The Messengers frequently recorded for Blue Note records and it was a natural progression for the imprint to record the saxophonist as leader of his own dates, and there would be a handful of solid sessions for the label from 1956.
Hank Mobley’s Soul Station: A Tenor Sax Tour De Force
If Mobley was yet to make a big impression on the critics and jazz fraternity, this would change a few short years later when in highly productive period the saxophonist would record three definitive jazz records.
The first of these, and widely regarded as his finest work is Soul Station, a now jazz classic produced by Alfred Lion and released on Blue Note Records in 1960.
Setting Hank up as the only horn placed him firmly in the spotlight, and he doesn’t disappoint.
Recorded at the legendary Van Gelder Studio with a superb rhythm section and everyone feeling inspired, the date proved to be a blinder. Pianist Wynton Kelly, and the young bassist Paul Chambers were both members of the Miles Davis Quintet and extremely familiar with each other’s playing.
With this strong bond and the addition of Mobley’s sometime boss Art Blakey on drums, the scene was set.
With a set list of three bluesy originals by the saxophonist and a couple of standards there was nothing to indicate that this would be anything other than a routine recording session, but once the tape started rolling a little bit of history was in the making.
Clearly inspired by both the material and the playing of his colleagues Mobley lays down solo after solo of inventive playing. On his own composition ‘This I Dig Of You’ which has become a jazz standard in its own right, he hits his stride.
After the catchy theme statement and a swinging and lyrical solo from Wynton Kelly driven along by Blakey’s assertive accompaniment, Mobley steps up to the microphone and delivers one of his finest recorded solos.
His gentle pliable tone to the fore as he spins out one interesting idea after another. Always unpredictable with each melodic idea running seamlessly into the next, with that edge of the seat rhythmic dexterity never far away.
This is followed by another fine outing on the funky ‘Dig Dis’ with the tenor solo more laid back, yet still managing to convey a daring rhythmic game with the bar lines as his solo gradually builds in tension, only to ease back into the regular groove from the rhythm section.

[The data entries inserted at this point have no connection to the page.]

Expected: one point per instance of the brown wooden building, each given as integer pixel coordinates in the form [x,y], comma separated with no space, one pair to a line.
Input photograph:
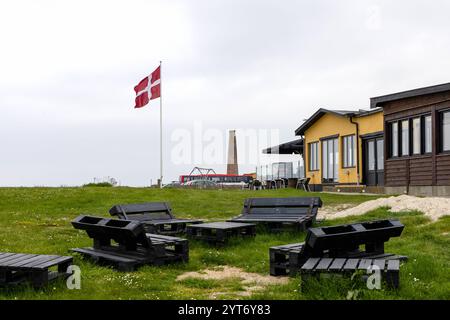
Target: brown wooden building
[417,140]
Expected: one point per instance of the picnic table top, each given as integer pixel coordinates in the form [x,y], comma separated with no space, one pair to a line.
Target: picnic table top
[221,225]
[24,261]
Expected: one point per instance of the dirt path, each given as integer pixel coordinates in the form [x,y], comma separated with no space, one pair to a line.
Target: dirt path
[432,207]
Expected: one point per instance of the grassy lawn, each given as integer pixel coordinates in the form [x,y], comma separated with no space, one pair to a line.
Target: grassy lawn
[37,220]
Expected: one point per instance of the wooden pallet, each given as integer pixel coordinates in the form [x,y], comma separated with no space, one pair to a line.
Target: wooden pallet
[18,268]
[342,240]
[390,268]
[134,247]
[288,259]
[156,217]
[285,259]
[220,232]
[279,213]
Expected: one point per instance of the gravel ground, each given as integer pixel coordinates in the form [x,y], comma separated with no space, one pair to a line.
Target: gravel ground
[432,207]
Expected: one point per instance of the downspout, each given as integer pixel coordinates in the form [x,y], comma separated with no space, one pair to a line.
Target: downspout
[357,149]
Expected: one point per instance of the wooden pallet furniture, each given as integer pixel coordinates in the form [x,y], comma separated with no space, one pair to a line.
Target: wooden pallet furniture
[278,213]
[157,217]
[389,268]
[220,232]
[351,239]
[124,244]
[353,242]
[286,259]
[35,269]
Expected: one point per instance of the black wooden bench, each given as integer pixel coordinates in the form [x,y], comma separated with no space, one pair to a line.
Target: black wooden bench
[220,232]
[285,259]
[278,213]
[133,247]
[157,217]
[354,242]
[389,268]
[36,269]
[347,240]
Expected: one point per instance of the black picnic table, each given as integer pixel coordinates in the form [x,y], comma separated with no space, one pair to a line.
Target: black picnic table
[157,217]
[341,249]
[280,213]
[19,268]
[134,246]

The most satisfying of albums concludes unusually with a ballad. But as his wont, Mobley eschews the more orthodox slow pace for a lazy mid-tempo laying out his solo with a precision that is pure perfection.
Soul Station marks the pinnacle of a distinguished career of a musician who has been undervalued and under-appreciated for far too long, and it is testament to the quality of the playing by all that the recording has stood the test of time and sounds as good now as it did upon its release more than fifty years ago.